Reputation: 4473
I have a dataset like this where some rows are useful, but corrupted.
create table pages (
page varchar,
cat varchar,
hits int
);
insert into pages values
(1, 'asdf', 1),
(1, 'fdsa', 2),
(1, 'Apples', 321),
(2, 'gwegr', 30),
(2, 'hsgsdf', 2),
(2, 'Bananas', 321);
I want to know the correct category for each page, and the total hits. The correct category is the one with the most hits. I'd like to have a dataset like:
page | category | sum_of_hits
-----------------------------
1 | Apples | 324
2 | Bananas | 353
The furthest I can get is:
SELECT page,
last_value(cat) over (partition BY page ORDER BY hits) as category,
sum(hits) as sum_of_hits
FROM pages
GROUP BY 1, 2
But it is erroring: ERROR: column "pages.hits" must appear in the GROUP BY clause or be used in an aggregate function Position: 83
.
I tried putting the hits in an aggregate - ORDER BY max(hits)
but that doesn't make sense and isn't what I want.
Fiddle: http://sqlfiddle.com/#!17/cb3c2/17
Upvotes: 3
Views: 355
Reputation: 1270713
You seem to want to take the sum of hits and the maximum. This is easy enough:
select page, sum(hits) as total_hits,
max(case when seqnum = 1 then category end) as category
from (select p.*,
row_number() over (partition by page order by hits desc) as seqnum
from pages p
) p
group by page;
Upvotes: 0
Reputation: 3463
Use a subquery:
select page, cat, hits from
(select page, cat, hits
,max(hits) over (partition by page) as m_hits
from pages) t
where m_hits = hits
Upvotes: 0
Reputation: 10411
There are two problems here:
First is the usage of the last_value. Read a note in the Postgres documentation about the last value:
Note that first_value, last_value, and nth_value consider only the rows within the "window frame", which by default contains the rows from the start of the partition through the last peer of the current row. This is likely to give unhelpful results for nth_value and particularly last_value. You can redefine the frame as being the whole partition by adding ROWS BETWEEN UNBOUNDED PRECEDING AND UNBOUNDED FOLLOWING to the OVER clause. See Section 4.2.8 for more information.
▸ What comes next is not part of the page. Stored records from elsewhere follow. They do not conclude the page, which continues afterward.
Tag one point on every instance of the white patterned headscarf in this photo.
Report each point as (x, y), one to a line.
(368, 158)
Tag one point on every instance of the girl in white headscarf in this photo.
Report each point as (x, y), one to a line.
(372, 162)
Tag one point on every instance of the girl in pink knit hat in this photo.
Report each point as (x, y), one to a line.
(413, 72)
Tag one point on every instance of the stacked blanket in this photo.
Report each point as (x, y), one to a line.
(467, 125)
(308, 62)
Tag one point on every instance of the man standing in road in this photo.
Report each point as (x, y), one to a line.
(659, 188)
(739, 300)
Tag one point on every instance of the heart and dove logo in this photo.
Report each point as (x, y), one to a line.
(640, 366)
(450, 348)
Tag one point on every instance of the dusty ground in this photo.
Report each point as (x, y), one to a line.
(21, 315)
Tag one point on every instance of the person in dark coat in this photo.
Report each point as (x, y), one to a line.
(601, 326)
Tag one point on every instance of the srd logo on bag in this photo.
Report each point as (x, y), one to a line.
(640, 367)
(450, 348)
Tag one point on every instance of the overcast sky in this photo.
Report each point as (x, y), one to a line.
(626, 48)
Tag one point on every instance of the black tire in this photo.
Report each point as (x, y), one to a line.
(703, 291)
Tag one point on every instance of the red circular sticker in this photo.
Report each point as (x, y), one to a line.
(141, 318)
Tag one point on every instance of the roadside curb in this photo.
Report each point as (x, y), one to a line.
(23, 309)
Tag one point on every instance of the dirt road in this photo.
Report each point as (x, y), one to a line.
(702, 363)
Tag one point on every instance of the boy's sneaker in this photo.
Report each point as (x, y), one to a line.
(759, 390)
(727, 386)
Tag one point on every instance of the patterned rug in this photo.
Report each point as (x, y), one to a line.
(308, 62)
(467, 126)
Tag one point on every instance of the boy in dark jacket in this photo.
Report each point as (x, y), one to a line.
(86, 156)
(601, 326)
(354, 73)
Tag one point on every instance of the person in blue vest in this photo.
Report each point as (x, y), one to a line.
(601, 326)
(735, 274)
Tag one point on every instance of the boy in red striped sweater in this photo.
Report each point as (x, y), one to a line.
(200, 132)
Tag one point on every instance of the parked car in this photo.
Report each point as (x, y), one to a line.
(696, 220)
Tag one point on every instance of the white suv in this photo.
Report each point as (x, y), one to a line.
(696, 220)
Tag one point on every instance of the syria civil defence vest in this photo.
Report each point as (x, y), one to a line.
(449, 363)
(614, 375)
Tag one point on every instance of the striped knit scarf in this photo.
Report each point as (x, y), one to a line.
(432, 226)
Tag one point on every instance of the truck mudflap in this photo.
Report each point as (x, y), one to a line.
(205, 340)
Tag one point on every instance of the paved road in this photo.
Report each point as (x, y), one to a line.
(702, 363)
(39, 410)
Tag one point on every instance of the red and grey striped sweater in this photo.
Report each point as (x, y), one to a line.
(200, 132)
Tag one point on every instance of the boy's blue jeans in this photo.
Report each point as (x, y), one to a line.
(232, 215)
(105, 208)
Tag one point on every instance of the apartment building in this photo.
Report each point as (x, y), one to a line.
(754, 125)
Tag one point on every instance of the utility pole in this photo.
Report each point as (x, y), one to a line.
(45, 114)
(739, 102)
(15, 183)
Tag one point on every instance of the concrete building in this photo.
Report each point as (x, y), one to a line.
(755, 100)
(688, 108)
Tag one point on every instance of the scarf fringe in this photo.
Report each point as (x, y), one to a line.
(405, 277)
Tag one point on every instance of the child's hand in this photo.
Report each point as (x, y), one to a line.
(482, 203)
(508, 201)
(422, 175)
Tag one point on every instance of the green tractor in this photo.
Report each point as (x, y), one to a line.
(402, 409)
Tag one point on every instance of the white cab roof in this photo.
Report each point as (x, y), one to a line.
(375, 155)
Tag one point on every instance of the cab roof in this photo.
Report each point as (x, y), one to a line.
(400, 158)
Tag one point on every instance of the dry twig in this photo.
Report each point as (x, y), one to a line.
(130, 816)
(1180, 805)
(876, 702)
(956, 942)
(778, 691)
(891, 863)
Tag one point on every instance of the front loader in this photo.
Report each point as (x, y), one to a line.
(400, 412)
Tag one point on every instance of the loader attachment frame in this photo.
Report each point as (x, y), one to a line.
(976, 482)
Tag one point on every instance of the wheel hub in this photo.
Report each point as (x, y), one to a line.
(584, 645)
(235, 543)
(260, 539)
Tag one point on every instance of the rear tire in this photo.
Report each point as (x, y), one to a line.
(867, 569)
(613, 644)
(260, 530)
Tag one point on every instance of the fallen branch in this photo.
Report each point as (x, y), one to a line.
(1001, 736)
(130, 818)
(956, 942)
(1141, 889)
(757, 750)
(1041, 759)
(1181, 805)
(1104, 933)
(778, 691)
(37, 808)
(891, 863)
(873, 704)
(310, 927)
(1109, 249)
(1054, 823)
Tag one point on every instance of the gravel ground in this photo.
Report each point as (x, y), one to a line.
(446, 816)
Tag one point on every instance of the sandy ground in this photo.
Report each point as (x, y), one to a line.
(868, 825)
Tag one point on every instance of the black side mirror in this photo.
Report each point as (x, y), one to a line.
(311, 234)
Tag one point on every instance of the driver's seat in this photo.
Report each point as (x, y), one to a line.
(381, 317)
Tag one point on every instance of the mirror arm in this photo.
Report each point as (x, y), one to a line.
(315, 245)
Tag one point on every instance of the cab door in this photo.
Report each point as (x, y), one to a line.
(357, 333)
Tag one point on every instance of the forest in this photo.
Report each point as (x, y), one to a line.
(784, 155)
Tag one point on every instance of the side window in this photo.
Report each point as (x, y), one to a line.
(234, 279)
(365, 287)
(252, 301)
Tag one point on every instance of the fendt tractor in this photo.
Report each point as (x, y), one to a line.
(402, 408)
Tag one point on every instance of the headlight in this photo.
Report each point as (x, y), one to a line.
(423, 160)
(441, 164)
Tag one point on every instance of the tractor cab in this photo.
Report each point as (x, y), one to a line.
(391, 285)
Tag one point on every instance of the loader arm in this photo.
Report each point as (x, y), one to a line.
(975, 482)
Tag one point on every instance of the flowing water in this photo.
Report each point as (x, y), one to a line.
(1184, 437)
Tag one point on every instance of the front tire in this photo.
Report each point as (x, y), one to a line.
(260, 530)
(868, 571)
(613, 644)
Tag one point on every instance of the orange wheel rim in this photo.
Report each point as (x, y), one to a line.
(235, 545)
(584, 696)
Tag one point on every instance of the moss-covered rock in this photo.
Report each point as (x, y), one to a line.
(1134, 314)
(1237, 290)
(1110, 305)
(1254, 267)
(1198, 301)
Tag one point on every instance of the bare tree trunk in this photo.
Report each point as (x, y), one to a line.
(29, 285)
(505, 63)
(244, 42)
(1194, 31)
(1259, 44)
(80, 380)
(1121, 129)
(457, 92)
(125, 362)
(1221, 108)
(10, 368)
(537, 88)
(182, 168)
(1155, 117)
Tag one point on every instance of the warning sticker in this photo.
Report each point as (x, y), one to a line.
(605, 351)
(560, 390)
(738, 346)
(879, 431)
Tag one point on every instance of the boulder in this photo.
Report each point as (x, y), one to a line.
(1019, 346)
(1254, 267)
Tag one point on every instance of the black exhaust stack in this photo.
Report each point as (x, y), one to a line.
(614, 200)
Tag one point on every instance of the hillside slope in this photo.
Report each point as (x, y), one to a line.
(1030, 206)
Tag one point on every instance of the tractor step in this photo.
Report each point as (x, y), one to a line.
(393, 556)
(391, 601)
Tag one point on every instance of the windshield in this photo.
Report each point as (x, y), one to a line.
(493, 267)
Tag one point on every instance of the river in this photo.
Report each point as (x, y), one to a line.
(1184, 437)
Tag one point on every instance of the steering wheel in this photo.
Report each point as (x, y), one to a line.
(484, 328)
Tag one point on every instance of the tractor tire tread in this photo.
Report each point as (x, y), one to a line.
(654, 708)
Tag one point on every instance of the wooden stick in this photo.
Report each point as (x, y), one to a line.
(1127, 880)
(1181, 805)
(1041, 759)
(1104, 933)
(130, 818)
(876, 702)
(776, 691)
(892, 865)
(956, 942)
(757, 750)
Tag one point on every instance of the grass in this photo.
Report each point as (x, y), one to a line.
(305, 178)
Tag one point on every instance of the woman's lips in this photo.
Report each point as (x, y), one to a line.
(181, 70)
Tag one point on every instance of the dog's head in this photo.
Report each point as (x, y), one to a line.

I recommend you convert it to first_value:
SELECT page,
first_value(cat) over (partition BY page ORDER BY hits DESC) as category,
hits
FROM pages
The second problem is that you can't use the window function directly in the GROUP BY clause, you need to use a subquery or a cte:
select page, category,
sum(hits)
from (
SELECT page,
first_value(cat) over (partition BY page ORDER BY hits DESC) as category,
hits
FROM pages
) a
GROUP BY 1, 2
Upvotes: 2
Reputation: 121804
Use the window function first_value()
over the reversed order of hits
in a derived table (a subquery in FROM clause):
select
page,
category,
sum(hits) as sum_of_hits
from (
select
page,
first_value(cat) over (partition by page order by hits desc) as category,
hits
from pages
) s
group by 1, 2
order by 1;
Upvotes: 1